MURSİ 5 YIL SONRA İLK DEFA GÖRÜNTÜLENDİ

                Mısır’ın darbeyle devrilen ilk seçilmiş lideri Muhammed Mursi’den yıllar sonra ilk fotoğraf geldi. Mursi’nin en son 2013 yılında fotoğrafı çekilebilmişti. Tutuklu olarak yargılaması devam eden Mursi’nin göründüğü fotoğraf karesinde oldukça yıprandığı ve zayıfladığı görülüyor. Darbeci Sisi yönetimi tarafından Tahrir ve Rabia meydanlarında yaşanan olayların suçlusu olarak görülen Mursi darbeden bu yana hapiste tutuluyor.

2 ÇOCUK SINIRINI AŞTIĞI İÇİN 7 YIL HAPİS CEZASI ALDI

                Çin yönetimi Doğu Türkistanlı anneye 2 çocuk sınırını aştığı gerekçesi ile 7 yıl hapis cezası verdi. Hakkında 7 yıl hapis cezası verilen Rabia Gül Türkiye’ye sığındı. İki çocuğunu Doğu Türkistan’da bırakarak 5 yaşındaki kızı Tenzile ile Türkiye’ye sığınan anne kendisinin Türkiye’ye gelmesinden sonra anne ve babasının Çin hükümeti tarafından rehin alındığını ve halen kendilerinden haber alamadığını söyledi. Acılı anne “Ülkeme dönmem durumunda doğrudan kamp adı verilen işkence merkezine götürüleceğimi biliyorum. Birçok yakınımız bu kamplarda kaldı, daha ilk girdiklerinde işkence seansı tecavüz ile başlıyor. Bu seçenek benim için ölümden beter” diye konuştu.
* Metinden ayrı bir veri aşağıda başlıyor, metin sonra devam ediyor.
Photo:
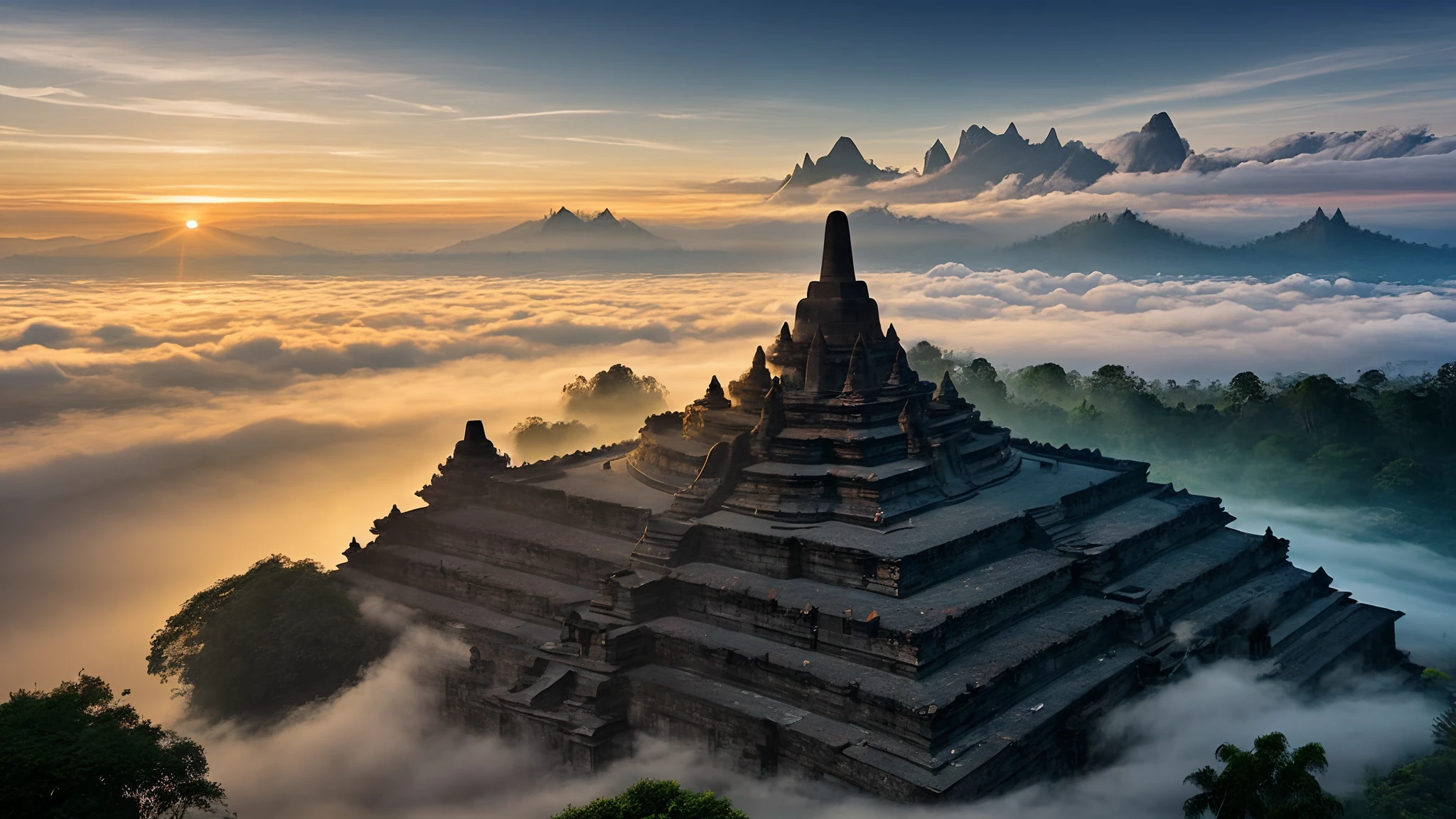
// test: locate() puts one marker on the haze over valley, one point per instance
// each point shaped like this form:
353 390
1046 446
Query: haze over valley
279 280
ABD’NİN FİLİSTİN DÜŞMANLIĞI

                İsrail işgal makamları 6 Aralık 2017’de Donald Trump’ın Kudüs’ü İsrail’in başkenti ilan etmesinden bu yana 5600’den fazla Filistinliyi tutukladı. Filistinli Esirler Kulübü ise tutuklamaların çoğunluğunun Doğu Kudüs, Batı Şeria ve Gazze Şeridi’nde kararın ilan edilmesi sonrası yapılan gösterilerde yapıldığını belirtti. Siyonist İsrail 50 yıllık askeri işgalinde kadınlar ve çocuklar dâhil yaklaşık 800 bin Filistinliyi tutukladı. Trump 2017’de iktidara geldiğinden bu yana sürekli Filistinlileri hedef aldı. Bu yılın başında Filistinlilere yardım eden BM’nin Filistinli mültecilere yardım eden organına yardımı kesti, Filistin Kurtuluş Örgütü’nün Washington şubesini kapattı. BM düzeyinde Filistin direnişini kınayan kararlar çıkarttırmaya çalıştı ve çalışmasını sürdürüyor.

YEMEN’DE 2 MİLYON ÇOCUK OKULA GİDEMİYOR

                Yemen’de 2014’te başlayan iç savaş ve ardından Mart 2015’te Suudi Arabistan öncülüğündeki koalisyon güçlerinin operasyonlarıyla bugüne dek süren çatışmalar, ülkenin sağlık alanının da çökmesine neden oluyor. Ülke, açlık, kolera, çatışmalar ve hava saldırıları sonucunda bedelini sivillerin ödediği büyük bir insanlık dramına sahne oluyor. Birleşmiş Milletler Çocuklara Yardım Fonu (UNICEF), 3 yıldır iç savaşın sürdüğü Yemen’de en az 2 milyon çocuğun okula gidemediğini açıkladı. UNICEF, Yemen’deki eğitim kurumlarının acil yardıma ihtiyacı olduğunu duyurdu. Hudeyde ve civarındaki çatışmalar nedeniyle 60 binden fazla kız ve erkek öğrencinin okula gidemediğini duyuran UNICEF, şiddet olayları nedeniyle tüm okulların 3’te 1’inden fazlasının kapanmak zorunda kaldığını ve bölgedeki çok sayıda okulun çatışmalar sırasında ağır hasar gördüğünü ya da evlerinden edilmiş aileler için barınak olarak kullanıldığını bildirdi. Bölgede ikili öğretimin yapıldığı okullarda, sadece sabah saatlerinde birkaç saatlik eğitim verilebildiği aktarıldı.